Restore the Fourth: Snail mail edition
On the Fourth of July, thousands of protesters took to the streets across America to challenge the National Security Agency’s unconstitutional domestic spying program.
Simultaneously, the New York Times‘ revealed the U.S. Post Office has been doing something disturbingly similar for years now, possibly for as long as a century.
Currently known by the Orwellian moniker “Mail Isolation Control and Tracking” and previously dubbed simply “mail covers,” the program takes photos of mailed envelopes, scans that data and holds on to it until an investigator comes calling. And–you guessed it–no warrant is needed. It’s old school metadata.
Some may find this system less objectionable than PRISM, because while PRISM was peering into communications most people think are private, there is nothing private about the outside of an envelope. The simply act of carrying an envelope to a mailbox could expose it to at least some peering eyes, and in any case, postal workers will certainly see every envelope. The courts have taken just this stance, saying that we have “no reasonable expectation of privacy for information contained on the outside of a letter.”
But does that make it okay? Read what one federal investigator had to say about what kind of information they can obtain:
“It’s a treasure trove of information,” said James J. Wedick, a former F.B.I. agent who spent 34 years at the agency and who said he used mail covers in a number of investigations, including one that led to the prosecution of several elected officials in California on corruption charges. “Looking at just the outside of letters and other mail, I can see who you bank with, who you communicate with — all kinds of useful information that gives investigators leads that they can then follow up on with a subpoena.”
But, he said: “It can be easily abused because it’s so easy to use and you don’t have to go through a judge to get the information. You just fill out a form.”
Moreover, the program has been used for political intimidation. Sheriff Joe Arpaio of Arizona used the program to track the mail going to and from a member of the Maricopa County Board of Supervisors who was highly critical of Arpaio’s programs.

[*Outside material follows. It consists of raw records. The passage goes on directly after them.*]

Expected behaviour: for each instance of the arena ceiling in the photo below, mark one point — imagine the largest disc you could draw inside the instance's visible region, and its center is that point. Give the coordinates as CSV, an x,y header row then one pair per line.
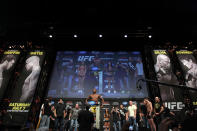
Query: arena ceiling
x,y
165,20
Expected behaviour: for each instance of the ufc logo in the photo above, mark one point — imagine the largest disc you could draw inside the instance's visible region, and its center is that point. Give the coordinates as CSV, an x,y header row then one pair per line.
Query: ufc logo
x,y
174,105
85,58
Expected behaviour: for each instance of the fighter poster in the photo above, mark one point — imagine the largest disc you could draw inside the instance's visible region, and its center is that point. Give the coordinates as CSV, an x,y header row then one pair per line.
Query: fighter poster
x,y
189,67
7,65
25,87
112,74
164,74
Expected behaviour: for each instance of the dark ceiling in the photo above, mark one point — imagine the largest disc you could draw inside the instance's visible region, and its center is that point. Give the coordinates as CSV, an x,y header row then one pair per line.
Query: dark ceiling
x,y
164,19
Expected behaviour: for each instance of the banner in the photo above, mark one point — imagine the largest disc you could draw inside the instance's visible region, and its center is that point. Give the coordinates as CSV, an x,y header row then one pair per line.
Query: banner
x,y
25,87
189,67
7,65
164,74
113,74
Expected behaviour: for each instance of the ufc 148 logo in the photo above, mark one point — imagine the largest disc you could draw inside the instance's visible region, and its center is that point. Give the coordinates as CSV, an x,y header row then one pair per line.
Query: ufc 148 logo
x,y
174,105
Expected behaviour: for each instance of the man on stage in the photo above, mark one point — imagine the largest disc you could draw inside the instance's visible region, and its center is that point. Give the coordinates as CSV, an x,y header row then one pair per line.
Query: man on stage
x,y
95,97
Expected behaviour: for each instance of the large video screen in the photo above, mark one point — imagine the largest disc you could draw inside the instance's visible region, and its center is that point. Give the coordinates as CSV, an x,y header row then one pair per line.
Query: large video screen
x,y
165,74
7,65
113,74
189,67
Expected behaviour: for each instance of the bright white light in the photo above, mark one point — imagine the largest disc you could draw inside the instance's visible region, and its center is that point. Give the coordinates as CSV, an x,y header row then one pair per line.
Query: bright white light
x,y
100,36
50,36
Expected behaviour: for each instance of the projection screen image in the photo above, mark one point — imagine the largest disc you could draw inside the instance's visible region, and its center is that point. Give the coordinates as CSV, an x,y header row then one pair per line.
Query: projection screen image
x,y
189,67
113,74
164,73
7,64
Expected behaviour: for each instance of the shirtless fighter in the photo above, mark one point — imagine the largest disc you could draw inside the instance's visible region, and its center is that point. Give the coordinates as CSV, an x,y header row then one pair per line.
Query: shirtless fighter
x,y
95,97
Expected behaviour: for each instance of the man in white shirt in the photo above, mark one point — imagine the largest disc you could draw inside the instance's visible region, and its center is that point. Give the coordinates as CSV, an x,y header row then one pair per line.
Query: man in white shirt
x,y
131,116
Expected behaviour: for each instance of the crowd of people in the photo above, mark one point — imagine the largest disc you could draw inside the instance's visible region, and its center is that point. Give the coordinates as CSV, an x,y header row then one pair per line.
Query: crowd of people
x,y
146,116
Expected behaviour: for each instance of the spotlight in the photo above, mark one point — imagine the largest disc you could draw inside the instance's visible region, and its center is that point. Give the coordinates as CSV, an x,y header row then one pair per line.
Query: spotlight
x,y
50,36
75,36
150,36
100,36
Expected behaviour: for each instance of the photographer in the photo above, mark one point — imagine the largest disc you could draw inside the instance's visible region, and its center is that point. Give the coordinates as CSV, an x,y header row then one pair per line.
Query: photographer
x,y
116,118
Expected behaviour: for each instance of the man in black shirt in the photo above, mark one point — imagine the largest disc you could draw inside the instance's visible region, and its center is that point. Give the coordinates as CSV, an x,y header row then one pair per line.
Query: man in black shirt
x,y
122,115
61,114
143,122
53,117
116,118
85,119
67,118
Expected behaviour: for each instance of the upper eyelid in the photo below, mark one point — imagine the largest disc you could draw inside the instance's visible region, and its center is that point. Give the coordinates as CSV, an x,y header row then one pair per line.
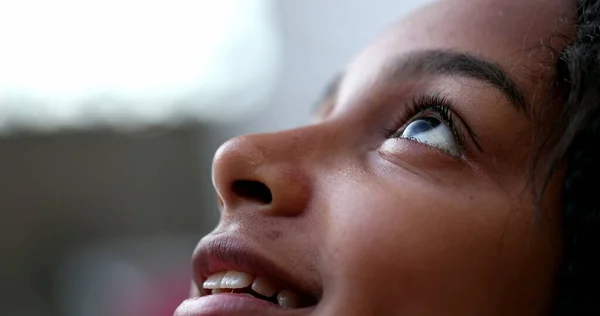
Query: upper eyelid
x,y
411,112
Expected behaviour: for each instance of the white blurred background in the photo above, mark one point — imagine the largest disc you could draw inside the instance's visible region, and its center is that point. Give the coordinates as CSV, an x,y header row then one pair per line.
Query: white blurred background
x,y
110,112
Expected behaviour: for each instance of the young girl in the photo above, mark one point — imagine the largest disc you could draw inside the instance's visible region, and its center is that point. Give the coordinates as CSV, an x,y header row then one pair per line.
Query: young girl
x,y
450,170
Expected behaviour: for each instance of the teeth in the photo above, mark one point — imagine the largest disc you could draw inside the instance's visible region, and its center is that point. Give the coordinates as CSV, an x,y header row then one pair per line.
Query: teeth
x,y
214,281
236,280
217,291
227,281
288,299
263,287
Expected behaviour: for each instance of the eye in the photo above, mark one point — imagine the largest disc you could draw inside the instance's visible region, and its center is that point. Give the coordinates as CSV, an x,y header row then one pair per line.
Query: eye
x,y
433,132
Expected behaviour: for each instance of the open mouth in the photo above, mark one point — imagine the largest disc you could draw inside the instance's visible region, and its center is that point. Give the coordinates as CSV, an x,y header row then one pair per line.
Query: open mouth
x,y
258,287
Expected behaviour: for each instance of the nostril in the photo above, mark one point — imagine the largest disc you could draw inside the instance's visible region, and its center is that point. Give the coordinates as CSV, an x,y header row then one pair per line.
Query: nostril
x,y
253,190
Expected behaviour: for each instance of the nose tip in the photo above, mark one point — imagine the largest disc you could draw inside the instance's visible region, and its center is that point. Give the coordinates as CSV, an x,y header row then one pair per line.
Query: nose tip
x,y
258,172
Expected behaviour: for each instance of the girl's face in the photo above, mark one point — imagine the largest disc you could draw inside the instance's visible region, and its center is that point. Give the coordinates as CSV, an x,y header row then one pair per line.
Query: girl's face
x,y
410,192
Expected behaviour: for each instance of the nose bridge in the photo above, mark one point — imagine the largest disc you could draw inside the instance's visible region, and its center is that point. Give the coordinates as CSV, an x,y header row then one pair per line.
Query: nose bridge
x,y
281,165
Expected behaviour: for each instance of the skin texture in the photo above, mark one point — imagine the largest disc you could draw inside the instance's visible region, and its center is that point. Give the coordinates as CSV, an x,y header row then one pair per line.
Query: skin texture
x,y
395,227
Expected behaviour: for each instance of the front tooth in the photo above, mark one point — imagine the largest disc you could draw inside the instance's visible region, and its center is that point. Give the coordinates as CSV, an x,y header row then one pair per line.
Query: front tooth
x,y
288,299
236,280
263,287
214,281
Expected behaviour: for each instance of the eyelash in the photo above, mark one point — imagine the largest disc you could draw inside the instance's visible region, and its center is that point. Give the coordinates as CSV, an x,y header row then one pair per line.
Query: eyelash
x,y
436,104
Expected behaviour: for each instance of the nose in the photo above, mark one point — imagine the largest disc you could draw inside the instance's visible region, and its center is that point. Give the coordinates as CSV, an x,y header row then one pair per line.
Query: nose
x,y
263,172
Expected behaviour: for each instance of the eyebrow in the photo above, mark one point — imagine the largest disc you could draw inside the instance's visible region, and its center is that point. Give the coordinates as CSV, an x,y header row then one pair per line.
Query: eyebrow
x,y
449,63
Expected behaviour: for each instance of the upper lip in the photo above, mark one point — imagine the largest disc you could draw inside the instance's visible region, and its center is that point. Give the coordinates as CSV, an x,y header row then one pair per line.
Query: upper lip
x,y
219,253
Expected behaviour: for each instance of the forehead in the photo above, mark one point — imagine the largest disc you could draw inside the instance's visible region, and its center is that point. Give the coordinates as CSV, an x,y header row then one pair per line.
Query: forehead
x,y
515,34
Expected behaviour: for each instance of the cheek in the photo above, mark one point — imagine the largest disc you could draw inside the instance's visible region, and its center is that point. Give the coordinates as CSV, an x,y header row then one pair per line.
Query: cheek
x,y
425,245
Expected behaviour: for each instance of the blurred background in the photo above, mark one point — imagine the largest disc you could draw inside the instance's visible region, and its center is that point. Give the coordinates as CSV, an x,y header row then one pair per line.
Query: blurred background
x,y
110,112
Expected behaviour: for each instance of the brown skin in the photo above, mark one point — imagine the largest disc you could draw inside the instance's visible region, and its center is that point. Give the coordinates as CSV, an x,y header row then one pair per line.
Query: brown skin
x,y
394,227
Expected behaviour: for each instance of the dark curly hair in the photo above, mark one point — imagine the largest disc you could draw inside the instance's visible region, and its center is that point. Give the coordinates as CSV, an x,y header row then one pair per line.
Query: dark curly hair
x,y
578,73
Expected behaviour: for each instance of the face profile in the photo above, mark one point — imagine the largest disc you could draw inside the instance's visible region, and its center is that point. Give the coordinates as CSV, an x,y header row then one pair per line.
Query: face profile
x,y
414,189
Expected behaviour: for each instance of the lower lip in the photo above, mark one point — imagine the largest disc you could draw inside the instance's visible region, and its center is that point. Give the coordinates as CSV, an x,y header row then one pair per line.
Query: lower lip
x,y
226,304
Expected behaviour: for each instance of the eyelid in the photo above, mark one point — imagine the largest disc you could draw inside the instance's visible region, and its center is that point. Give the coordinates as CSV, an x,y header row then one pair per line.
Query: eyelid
x,y
439,105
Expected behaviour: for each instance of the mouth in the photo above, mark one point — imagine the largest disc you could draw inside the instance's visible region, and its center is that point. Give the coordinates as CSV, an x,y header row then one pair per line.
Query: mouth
x,y
234,279
259,287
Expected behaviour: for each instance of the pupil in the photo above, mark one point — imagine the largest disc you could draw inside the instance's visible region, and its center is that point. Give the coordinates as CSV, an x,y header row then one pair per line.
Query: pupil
x,y
421,125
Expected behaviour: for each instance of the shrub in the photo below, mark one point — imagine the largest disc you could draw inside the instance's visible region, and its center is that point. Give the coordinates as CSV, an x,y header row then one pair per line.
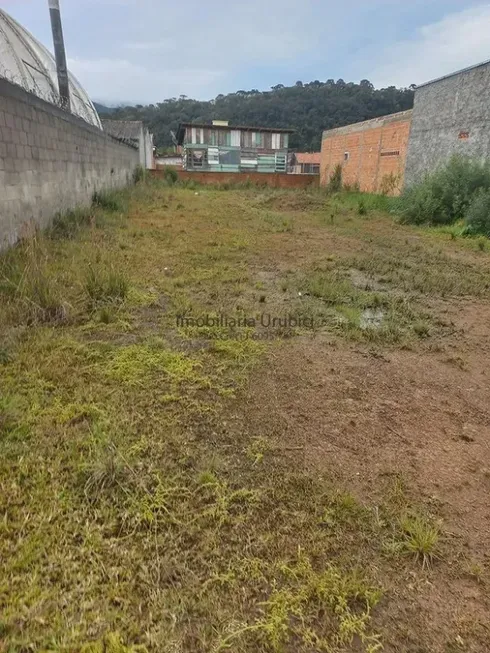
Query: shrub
x,y
445,195
108,200
69,223
335,183
103,285
139,174
478,214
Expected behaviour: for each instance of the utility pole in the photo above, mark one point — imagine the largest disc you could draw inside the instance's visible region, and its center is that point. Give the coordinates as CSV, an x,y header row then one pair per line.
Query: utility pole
x,y
60,54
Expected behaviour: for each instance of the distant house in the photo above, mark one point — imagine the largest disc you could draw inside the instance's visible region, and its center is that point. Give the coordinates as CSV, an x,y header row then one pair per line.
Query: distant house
x,y
135,133
219,147
305,163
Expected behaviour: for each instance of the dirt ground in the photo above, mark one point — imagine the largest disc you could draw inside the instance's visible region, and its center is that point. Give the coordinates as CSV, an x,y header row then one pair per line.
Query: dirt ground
x,y
244,463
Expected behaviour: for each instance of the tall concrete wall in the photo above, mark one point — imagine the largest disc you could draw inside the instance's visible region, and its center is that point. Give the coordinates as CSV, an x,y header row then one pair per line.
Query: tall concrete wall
x,y
372,153
450,116
51,161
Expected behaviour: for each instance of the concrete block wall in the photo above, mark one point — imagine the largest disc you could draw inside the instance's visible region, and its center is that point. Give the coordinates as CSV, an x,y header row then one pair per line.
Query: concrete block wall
x,y
51,161
450,116
372,153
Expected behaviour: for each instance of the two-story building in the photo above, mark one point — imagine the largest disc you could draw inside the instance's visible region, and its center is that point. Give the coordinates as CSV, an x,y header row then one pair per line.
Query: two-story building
x,y
219,147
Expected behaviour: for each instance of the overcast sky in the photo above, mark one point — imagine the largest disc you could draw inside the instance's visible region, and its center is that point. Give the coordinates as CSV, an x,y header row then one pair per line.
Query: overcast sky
x,y
143,51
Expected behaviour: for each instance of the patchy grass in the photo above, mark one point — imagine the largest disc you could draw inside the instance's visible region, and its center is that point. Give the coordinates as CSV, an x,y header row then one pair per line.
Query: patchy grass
x,y
138,509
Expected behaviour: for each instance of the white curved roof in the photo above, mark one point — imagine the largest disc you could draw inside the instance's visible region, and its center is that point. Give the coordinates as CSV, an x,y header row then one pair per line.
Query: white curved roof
x,y
25,61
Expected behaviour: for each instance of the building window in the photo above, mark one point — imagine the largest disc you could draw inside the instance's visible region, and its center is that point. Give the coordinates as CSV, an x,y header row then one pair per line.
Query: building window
x,y
257,139
310,168
196,159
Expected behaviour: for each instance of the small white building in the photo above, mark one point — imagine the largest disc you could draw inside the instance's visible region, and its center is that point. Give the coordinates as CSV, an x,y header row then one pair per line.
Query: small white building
x,y
133,132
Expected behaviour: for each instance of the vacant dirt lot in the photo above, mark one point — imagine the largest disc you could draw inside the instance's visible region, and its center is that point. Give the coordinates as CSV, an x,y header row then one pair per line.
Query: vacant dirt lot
x,y
244,420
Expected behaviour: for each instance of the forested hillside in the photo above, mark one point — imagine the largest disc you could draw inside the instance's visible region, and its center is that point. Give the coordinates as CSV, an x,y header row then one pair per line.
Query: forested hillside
x,y
307,108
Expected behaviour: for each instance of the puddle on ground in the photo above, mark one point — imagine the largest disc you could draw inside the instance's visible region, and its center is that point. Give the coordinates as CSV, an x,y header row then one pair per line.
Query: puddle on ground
x,y
371,318
365,282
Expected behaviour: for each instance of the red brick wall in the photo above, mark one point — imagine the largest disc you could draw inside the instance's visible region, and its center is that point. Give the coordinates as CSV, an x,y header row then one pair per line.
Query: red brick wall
x,y
275,180
377,152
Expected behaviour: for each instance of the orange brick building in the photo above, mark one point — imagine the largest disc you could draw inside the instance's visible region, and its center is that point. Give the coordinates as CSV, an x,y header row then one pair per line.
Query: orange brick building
x,y
372,153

If a law enforcement official wants to collect data on a private citizen, they should use the recourse that has always been available to them: go to the courts to request a warrant, and make the case that such investigation is necessary for public safety. The burden of proof rests with the law enforcement official, and if they can pass that high bar, then the investigation can commence. For this program, or any government program, to authorize the exercise of such power unchecked by any formal process or institution is a recipe for disaster.